Christmas evokes the rustic in us. It is the reason Christmas cards depicting icicles hanging from a thatched cottage are more evocative of the season of goodwill than condensation in a burger bar.

It is why robins are shown hopping about in holly bushes rather than perching on parking meters and why we decorate a tree and not the telly. 

This traditional view of the winter celebration as a rural festival also explains why so many of the urban de-camp to the country to celebrate the birth of Our Lord. From Christmas Eve to New Year’s Day our hills and dales are alive with the bray of metropolitan escapees dressed in smart tweed bearing extravagantly wrapped baubles and revelling in the paucity of our unsophisticated shops, tuneless carol singers and low wattage Christmas lights.

Permanent rustic residents must however show a measure of Christmas spirit towards these city cousins. But before they arrive with their hand-made truffles and cashmere socks it is important that they know a few home truths about the rural Christmas.

  • Contrary to accepted Christmas Card lore it doesn’t always snow on Christmas Day in the country. Nor do a coach and horses driven by a red-nosed coachman with a large whip always stop outside the local pub at lunchtime.

  • The large brown quadrupeds with horns that lope across the fields are roe deer not reindeer. 

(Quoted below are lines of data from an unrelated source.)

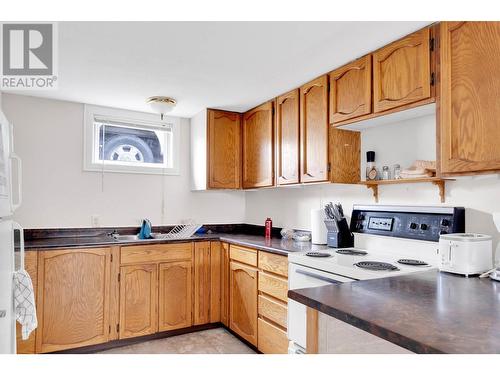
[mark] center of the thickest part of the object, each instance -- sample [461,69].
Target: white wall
[58,193]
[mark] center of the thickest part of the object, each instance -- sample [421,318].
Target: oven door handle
[319,277]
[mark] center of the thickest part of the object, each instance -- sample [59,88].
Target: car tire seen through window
[128,148]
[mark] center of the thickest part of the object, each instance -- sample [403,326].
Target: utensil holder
[339,234]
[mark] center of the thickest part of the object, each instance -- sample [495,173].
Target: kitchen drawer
[272,340]
[243,255]
[273,263]
[274,286]
[273,310]
[156,253]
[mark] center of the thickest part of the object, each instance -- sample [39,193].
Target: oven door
[300,277]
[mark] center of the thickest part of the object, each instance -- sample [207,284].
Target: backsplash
[290,207]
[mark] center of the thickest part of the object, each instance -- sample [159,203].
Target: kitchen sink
[134,237]
[125,237]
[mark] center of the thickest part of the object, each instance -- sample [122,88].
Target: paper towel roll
[318,227]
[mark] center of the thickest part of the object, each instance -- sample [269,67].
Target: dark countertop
[425,312]
[275,245]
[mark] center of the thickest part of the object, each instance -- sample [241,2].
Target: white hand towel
[24,303]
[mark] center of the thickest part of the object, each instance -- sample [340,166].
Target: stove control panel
[422,223]
[380,223]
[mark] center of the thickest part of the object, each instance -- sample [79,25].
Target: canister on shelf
[386,173]
[397,172]
[371,169]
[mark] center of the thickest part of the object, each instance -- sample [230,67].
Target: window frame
[148,122]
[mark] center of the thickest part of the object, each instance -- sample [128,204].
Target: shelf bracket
[374,191]
[440,185]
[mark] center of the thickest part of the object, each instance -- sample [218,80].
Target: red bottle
[269,226]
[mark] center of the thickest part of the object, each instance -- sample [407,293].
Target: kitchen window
[130,142]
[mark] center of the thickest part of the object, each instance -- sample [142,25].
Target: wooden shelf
[439,182]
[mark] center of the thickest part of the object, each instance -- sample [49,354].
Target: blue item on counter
[145,232]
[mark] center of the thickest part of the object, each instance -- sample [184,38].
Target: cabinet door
[201,282]
[224,150]
[175,287]
[351,90]
[243,301]
[401,72]
[225,284]
[30,265]
[470,90]
[314,130]
[287,138]
[215,281]
[73,298]
[258,159]
[138,300]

  • It is appropriate to look like a paint chart throughout the festivities. Men should wear bright red sweaters, clashing mustard–coloured trousers and shocking pink socks. Women should be just as bold. They should be covered in costume jewellery and squeezed into an unflattering brightly coloured garment that will not be worn again until next Christmas. 

  • Just because it is cheap as chips and indigestible does not mean that there is anything wrong with mulled wine. 

  • The garage shop, the only shop that is open on Christmas Day, does not stock Vacherin Mont d’Or 

  • The beautifully coloured birds pottering about in the middle of the lanes are not local wild life. They are sporting targets. 

  • Watching television is an ancient rural custom. 

  • Christmas paper hats are a local pagan tradition and should be worn with a lopsided grin and glassy eye after much wassailing. 

  • Dogs must be given a present. So must horses.

  • Rural crime is stealing the last Extra-Strength Ibuprofen. 

  • Not all country men and women want brightly coloured woolly hats with matching scarves and gloves for Christmas. 

  • A very short Christmas Day walk is compulsory.

  • Microwave canapés from Waitrose are a local delicacy. 

  • A Bloody Mary cannot be consumed until the blood of Christ has been taken at Christmas morning communion. The reverse is true if one is attending midnight mass.

  • The Christmas turkey will drain the Aga of its stored heat. The result is that trimmings take at least three times longer than usual to make them edible. The consequence is twofold. In the countryside the Christmas dinner is cold and everybody is sloshed.

  • Church is obligatory. The senior family in the village sits in the nearest pew to the front. Men wear tweed jackets, Tattersall shirts and nondescript woven ties. The female wardrobe should also include a hilarious Christmas joke such as flashing earrings. 

  • The words of the carols do not matter providing you sing loudly and out-of-tune.

  • The red-coated cavalry with its pack of baying hounds outside the tavern on Boxing Day are not hunting. 

  • And finally if you want to get back to town in one piece do not drink from the bottle with the hand written-label `Home Farm Sloe Gin’.